MATLAB Simulink for digital twin model development: MATLAB Simulink is a powerful tool for modeling, simulating, and analyzing dynamic systems. Developing a digital twin model involves creating a virtual representation of a physical system to mimic its behavior. Simulink provides a graphical interface for designing models using block diagrams, making it intuitive for engineers and researchers to create complex systems and simulate their behavior. By combining these tools, we will leverage the strengths of each to address different aspects of this project effectively.

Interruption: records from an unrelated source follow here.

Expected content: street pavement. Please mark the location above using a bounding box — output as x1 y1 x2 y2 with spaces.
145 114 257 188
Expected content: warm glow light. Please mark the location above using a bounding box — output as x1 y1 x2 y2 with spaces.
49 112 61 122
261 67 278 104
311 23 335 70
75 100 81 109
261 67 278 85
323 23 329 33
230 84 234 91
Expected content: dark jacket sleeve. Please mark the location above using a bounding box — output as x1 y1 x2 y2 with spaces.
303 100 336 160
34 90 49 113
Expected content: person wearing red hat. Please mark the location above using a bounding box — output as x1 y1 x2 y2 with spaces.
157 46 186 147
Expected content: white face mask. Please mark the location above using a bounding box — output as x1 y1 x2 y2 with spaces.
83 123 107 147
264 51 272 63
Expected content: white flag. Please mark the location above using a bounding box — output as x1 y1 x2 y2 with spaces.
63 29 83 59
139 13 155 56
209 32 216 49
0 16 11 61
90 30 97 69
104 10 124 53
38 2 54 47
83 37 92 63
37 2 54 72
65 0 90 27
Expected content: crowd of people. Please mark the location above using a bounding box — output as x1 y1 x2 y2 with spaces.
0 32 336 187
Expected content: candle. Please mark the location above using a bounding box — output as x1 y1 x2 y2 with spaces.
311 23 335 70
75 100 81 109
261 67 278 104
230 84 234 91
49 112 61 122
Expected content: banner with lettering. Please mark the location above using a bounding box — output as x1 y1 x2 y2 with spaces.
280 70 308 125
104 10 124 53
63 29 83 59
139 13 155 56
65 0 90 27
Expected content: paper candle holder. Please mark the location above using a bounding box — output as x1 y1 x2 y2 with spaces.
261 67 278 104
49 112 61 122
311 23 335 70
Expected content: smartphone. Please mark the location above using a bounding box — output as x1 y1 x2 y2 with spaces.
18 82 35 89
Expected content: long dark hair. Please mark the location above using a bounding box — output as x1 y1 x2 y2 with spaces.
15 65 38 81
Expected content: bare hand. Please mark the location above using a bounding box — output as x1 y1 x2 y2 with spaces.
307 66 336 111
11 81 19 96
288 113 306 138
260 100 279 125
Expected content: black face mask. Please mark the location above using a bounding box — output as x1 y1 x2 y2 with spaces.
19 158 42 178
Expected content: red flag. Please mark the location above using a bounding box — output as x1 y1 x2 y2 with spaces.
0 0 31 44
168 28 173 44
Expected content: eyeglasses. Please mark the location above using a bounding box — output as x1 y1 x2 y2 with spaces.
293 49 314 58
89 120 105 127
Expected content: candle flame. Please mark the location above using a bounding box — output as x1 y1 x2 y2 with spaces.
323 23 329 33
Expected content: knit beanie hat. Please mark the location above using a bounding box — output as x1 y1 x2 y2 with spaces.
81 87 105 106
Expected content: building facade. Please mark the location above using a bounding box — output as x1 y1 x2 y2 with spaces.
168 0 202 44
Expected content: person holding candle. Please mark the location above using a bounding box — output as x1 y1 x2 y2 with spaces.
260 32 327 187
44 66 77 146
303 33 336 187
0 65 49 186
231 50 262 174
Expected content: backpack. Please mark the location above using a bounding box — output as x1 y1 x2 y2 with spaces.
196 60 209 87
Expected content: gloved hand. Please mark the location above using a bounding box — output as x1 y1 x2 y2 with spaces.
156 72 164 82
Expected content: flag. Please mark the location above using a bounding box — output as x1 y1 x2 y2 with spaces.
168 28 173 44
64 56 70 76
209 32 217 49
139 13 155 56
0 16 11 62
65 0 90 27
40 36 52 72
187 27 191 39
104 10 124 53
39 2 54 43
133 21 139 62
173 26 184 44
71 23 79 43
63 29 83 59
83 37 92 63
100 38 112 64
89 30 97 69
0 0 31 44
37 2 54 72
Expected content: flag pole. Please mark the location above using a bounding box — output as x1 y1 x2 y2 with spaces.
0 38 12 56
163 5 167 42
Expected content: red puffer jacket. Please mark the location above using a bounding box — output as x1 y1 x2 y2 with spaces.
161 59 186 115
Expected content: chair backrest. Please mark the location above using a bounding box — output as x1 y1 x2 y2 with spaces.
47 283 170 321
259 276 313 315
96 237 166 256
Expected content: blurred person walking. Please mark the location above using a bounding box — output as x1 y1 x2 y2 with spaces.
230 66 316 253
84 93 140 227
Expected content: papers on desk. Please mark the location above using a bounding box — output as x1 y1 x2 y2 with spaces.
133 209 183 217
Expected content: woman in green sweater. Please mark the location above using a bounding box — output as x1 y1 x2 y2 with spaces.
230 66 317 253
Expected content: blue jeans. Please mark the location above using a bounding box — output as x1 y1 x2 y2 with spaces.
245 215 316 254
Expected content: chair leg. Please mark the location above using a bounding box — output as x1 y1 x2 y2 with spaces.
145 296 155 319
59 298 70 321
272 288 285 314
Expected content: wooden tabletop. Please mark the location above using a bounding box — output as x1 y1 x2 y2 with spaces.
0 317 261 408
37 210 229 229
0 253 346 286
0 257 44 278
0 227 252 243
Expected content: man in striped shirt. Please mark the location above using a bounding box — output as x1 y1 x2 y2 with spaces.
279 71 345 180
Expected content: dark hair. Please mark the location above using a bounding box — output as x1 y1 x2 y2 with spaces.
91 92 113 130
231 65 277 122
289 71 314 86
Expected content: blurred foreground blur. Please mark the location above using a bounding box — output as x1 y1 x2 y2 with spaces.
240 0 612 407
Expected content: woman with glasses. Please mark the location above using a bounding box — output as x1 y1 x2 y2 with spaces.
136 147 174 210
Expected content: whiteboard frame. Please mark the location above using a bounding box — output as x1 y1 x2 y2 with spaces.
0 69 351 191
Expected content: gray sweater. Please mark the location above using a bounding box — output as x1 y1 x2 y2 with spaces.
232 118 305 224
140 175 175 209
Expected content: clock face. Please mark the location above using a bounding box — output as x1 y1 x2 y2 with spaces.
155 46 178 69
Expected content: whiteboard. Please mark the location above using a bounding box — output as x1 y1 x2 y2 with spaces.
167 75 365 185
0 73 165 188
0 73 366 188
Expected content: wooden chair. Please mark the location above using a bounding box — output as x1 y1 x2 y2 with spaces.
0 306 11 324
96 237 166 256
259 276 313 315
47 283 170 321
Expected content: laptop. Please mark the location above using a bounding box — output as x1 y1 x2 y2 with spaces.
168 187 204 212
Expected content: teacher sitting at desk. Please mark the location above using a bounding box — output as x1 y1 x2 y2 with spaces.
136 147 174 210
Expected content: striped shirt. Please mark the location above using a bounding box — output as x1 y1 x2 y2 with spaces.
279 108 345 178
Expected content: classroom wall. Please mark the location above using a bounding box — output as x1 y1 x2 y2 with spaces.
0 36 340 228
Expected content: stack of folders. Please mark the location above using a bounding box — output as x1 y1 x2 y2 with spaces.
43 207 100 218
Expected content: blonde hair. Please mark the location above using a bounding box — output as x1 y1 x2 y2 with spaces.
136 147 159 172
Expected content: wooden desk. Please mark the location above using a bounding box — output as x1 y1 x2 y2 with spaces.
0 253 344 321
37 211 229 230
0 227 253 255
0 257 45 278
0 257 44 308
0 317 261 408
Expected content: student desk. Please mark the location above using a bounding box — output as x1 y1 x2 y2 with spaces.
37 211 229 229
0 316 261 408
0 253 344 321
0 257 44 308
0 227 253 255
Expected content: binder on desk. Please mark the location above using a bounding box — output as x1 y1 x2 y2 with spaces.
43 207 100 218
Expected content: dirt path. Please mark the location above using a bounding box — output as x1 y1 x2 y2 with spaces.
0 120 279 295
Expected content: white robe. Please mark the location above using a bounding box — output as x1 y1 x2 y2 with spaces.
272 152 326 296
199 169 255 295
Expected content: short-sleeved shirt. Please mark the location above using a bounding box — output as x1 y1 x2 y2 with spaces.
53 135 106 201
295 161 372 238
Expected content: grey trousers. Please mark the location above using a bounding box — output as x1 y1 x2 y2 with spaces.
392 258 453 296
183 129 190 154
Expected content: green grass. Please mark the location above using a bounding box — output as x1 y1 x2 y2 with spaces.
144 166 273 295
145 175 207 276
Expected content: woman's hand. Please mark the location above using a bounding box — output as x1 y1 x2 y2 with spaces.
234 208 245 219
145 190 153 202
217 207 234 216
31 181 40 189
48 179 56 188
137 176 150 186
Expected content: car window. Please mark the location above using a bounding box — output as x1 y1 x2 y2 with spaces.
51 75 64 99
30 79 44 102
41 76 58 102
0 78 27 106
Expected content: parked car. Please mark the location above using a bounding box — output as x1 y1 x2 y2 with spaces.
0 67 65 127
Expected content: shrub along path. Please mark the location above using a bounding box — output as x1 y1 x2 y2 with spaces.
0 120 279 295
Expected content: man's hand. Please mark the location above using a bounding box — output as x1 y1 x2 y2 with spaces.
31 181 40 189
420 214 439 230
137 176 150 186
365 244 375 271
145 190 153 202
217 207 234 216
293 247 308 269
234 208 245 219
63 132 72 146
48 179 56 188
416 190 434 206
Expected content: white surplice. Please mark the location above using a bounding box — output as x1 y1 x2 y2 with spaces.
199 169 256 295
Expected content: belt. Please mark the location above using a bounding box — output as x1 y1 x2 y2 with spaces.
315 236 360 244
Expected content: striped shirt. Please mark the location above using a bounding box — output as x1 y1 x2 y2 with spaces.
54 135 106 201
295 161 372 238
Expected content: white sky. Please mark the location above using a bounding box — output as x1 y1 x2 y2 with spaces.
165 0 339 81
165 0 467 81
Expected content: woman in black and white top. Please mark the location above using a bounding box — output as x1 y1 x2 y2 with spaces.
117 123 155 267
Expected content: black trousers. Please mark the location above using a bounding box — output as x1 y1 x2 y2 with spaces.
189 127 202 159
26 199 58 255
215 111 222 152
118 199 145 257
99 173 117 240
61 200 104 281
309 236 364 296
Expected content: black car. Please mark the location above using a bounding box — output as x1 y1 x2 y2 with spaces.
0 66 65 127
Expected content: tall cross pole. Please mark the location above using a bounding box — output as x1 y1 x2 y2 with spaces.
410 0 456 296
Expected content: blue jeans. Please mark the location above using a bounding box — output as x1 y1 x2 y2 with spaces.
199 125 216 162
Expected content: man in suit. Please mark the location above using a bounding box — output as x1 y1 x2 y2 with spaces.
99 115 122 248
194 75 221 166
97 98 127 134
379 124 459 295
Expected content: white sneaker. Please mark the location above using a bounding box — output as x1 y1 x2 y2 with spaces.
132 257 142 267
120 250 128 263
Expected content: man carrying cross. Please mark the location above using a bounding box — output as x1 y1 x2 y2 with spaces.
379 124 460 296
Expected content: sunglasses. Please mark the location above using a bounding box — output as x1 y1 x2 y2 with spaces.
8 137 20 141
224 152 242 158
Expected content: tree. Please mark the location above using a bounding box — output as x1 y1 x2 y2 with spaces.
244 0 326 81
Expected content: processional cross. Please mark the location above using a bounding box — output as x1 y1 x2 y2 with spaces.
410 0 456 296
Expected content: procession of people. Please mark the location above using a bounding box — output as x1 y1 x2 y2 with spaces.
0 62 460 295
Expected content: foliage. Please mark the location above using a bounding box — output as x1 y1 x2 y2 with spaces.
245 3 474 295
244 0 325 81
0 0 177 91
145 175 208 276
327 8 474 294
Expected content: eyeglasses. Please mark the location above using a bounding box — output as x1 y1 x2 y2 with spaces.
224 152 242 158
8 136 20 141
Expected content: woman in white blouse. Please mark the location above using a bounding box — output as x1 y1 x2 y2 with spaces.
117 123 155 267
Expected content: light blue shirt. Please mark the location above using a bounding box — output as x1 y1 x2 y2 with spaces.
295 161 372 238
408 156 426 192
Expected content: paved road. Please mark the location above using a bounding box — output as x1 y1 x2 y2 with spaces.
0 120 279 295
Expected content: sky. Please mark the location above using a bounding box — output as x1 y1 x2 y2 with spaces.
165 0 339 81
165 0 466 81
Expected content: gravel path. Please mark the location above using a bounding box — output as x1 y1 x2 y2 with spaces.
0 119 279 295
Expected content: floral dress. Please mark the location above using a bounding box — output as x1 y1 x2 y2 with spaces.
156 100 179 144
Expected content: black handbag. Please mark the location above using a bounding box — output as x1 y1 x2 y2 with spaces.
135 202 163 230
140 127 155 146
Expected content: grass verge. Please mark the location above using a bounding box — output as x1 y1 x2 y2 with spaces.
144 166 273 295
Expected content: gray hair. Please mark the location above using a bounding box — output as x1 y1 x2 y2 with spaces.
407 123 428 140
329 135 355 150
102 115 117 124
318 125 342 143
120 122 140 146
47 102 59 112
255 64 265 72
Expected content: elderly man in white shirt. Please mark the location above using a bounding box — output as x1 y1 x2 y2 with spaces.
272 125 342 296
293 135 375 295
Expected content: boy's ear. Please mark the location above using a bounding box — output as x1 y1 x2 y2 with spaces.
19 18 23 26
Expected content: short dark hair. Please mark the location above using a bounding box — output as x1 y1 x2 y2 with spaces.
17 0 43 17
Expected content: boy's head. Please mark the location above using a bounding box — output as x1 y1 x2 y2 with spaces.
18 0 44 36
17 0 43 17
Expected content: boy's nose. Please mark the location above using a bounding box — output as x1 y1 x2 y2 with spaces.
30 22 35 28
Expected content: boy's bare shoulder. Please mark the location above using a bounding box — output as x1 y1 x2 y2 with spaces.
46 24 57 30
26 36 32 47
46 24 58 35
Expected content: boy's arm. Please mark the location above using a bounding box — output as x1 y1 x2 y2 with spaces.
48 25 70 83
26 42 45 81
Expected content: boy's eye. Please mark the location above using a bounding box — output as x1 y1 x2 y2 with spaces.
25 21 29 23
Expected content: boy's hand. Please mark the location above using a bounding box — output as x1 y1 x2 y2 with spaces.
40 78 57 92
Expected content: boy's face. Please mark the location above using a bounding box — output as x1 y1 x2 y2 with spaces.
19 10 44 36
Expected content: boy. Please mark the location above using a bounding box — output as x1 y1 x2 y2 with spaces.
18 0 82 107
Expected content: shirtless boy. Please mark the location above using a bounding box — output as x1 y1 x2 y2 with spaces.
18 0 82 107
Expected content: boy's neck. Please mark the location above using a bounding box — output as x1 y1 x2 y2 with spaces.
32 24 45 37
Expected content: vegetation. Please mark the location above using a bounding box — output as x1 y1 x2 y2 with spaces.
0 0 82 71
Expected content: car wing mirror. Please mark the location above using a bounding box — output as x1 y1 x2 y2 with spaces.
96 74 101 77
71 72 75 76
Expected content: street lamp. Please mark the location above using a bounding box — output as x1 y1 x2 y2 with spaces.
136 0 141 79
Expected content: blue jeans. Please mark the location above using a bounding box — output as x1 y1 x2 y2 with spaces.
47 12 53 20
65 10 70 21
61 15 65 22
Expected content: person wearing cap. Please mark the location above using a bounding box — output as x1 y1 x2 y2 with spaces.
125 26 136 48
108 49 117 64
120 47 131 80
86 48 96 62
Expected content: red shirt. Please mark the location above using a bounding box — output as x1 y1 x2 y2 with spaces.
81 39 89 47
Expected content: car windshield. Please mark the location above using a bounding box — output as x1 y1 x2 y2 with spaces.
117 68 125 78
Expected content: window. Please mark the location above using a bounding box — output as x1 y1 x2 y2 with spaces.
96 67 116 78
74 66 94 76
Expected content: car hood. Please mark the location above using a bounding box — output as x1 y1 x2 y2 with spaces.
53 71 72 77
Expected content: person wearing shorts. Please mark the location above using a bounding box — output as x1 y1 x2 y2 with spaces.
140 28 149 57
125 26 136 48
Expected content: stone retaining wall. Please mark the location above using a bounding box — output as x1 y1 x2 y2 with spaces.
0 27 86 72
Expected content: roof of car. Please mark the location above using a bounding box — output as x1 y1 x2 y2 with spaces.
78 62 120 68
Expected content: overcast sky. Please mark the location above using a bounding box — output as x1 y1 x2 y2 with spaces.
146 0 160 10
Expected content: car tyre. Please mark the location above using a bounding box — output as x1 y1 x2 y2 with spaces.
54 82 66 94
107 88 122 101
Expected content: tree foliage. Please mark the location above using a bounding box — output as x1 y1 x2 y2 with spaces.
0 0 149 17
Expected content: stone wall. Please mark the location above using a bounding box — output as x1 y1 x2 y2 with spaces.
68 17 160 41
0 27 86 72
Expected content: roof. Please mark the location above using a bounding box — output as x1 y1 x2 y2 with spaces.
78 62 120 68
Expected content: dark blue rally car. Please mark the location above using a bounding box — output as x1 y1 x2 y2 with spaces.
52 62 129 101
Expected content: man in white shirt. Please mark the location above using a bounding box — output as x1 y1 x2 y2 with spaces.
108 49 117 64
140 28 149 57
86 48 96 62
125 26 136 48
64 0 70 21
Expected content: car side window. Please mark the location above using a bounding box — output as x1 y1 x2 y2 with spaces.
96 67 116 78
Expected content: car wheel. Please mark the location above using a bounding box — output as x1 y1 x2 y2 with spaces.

Research Team Composition, Expertise, and Roles: The research group consists of Professors Ogunmodimu, Dzade, and Arnold as investigators. They are interested in studying the mechanical activation of minerals through fine grinding and developing a digital twin model for the milling process. Professor Arnold Barabra is a senior colleague who specializes in minerals processing and will be instrumental in providing experimental data that will be used to validate our computational models before we employ the computational data to train the ML model that will be employed to develop a surrogate model for real-time analysis of the milling system. My (Olumide) role, alongside Nelson Dzade, involves working closely with graduate students on the project to develop and refine computational simulations for the fine-grinding process. Our collective efforts will aim to extract relevant data for the advancement of machine learning algorithms, which includes tasks such as data curation and analyzing the results to derive meaningful insights. Our interdisciplinary expertise is directed towards enhancing the efficiency and effectiveness of fine grinding technology, with potential applications in mineral processing and cement production.

Budget: The requested funding amounts to $52,972. This budget allocation will cover stipends (2 x $16,656) and fringe benefits (2 x $1,829.75) for two graduate assistants in grade 14 over two semesters, along with $16,000 for the Corheo software. Also included in the budget are 80 cores of high-speed memory at $2,000 and 60 hours of ICDS RISE Team at $4,800. The entire budget is designated from July 2025 to June 2026.